EGTB generation

Codeman · Post by **Codeman** » Fri Oct 19, 2007 8:31 pm

Hallo!

The last couple of weeks I was getting interested into EGTBs and I would like to participate in their generation.

I was as well thinking about small things, which could still be improved:

A lot of space is still wasted by broken position, where stm is in check.
As far as I know Nalimov only removes positions, where the king is in check and no other piece can be put in between.

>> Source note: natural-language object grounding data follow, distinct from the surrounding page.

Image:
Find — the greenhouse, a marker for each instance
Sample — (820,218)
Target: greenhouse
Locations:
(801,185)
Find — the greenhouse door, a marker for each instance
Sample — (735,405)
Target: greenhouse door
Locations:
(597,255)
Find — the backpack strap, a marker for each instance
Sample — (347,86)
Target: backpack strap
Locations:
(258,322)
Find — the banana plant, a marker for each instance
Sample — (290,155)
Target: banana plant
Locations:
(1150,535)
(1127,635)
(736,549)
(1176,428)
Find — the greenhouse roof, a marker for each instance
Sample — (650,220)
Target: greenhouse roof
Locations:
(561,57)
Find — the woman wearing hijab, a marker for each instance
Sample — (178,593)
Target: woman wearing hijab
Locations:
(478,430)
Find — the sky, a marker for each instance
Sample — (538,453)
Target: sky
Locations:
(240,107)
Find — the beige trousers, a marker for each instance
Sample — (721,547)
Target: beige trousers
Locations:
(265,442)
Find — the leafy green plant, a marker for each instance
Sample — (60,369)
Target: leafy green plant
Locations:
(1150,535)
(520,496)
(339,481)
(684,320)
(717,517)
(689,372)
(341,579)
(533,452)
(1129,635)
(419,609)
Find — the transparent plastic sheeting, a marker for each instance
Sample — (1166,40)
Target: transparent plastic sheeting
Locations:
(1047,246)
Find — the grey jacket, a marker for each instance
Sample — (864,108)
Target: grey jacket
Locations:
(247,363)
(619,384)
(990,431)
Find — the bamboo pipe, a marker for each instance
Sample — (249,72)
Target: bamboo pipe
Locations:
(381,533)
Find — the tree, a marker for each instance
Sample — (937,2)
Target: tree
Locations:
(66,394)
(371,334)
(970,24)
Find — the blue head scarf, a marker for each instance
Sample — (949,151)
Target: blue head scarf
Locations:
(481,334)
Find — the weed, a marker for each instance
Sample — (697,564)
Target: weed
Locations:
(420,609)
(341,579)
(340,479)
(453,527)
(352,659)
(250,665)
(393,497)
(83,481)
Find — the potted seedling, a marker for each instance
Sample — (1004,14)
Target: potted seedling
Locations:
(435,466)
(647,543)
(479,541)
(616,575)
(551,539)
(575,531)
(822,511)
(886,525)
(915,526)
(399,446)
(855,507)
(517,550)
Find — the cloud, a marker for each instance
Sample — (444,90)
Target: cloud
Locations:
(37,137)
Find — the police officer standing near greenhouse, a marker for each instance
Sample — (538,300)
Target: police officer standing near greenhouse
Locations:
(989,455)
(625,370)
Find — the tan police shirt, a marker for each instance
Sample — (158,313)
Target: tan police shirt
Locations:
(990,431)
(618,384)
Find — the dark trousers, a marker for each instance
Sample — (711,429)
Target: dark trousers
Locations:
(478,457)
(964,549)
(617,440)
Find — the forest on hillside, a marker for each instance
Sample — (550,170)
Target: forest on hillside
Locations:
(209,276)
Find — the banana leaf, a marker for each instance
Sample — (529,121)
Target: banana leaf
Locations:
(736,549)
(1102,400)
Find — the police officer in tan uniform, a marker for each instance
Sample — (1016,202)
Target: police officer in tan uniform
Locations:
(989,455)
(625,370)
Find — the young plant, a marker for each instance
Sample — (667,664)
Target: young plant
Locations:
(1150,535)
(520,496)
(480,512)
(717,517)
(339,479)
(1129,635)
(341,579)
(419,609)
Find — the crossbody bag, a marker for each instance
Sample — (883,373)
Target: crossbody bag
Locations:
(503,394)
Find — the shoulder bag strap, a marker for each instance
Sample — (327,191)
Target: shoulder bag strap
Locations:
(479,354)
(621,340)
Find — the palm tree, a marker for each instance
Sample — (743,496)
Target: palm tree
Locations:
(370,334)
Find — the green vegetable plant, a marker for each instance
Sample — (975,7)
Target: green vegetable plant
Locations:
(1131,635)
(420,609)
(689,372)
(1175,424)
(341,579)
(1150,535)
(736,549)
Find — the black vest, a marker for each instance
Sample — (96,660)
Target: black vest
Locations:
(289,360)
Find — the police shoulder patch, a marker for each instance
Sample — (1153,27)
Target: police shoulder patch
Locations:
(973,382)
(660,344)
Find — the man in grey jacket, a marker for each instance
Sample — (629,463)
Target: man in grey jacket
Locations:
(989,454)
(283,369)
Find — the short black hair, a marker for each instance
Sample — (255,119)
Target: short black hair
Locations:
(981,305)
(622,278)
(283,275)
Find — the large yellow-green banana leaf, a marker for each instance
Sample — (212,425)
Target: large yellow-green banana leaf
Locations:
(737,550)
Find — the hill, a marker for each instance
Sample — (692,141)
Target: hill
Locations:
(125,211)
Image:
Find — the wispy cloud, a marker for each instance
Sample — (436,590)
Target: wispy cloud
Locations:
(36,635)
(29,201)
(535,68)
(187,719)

It should be possible to remove all these broken positions. My idea was it to, when indexing positions, first only number positions, where the sntm King cant be checked. And in a second part of the file deal with the remaining positions.

e.g.: KRK:
In the first part I have all positions, where the rook isn't on the same file or row as the other king. (leaving 7*7=49 fields) So the first part would be 49*161 Positions.
The second part would only look at positions, where the Rook is on the same file or row, but only with the own king in between.

This was easy for a 21 Endgame, but is as well possible for bigger endgames.
e.g.: KRBK:
First all positions, where either R or B could check the other King
Then all positions, where R could check the King (always with B, K or B & K inbetween)
Then all positions, where B could check the King (always with R, K or R & K inbetween)
Then all positions, where B and R check the King (in this case 0, because there are not enough pieces to block the 2 attacks)

----

Secondly I would put much more efforts into Bitbase developement. I can see quite a high potential there. So I would stress on even building 6-Piece BB or bigger. Here I have thought of some very efficient ways of compressing the files.

----

I am capable of coding in C++ and Assembler. Which I want to use to create some nice generator.

----

What do you think? Any comments/questions/etc. ?

Codeman

ath · Post by **ath** » Sat Oct 20, 2007 2:49 pm

>A lot of space is still wasted by broken position, where stm is in check.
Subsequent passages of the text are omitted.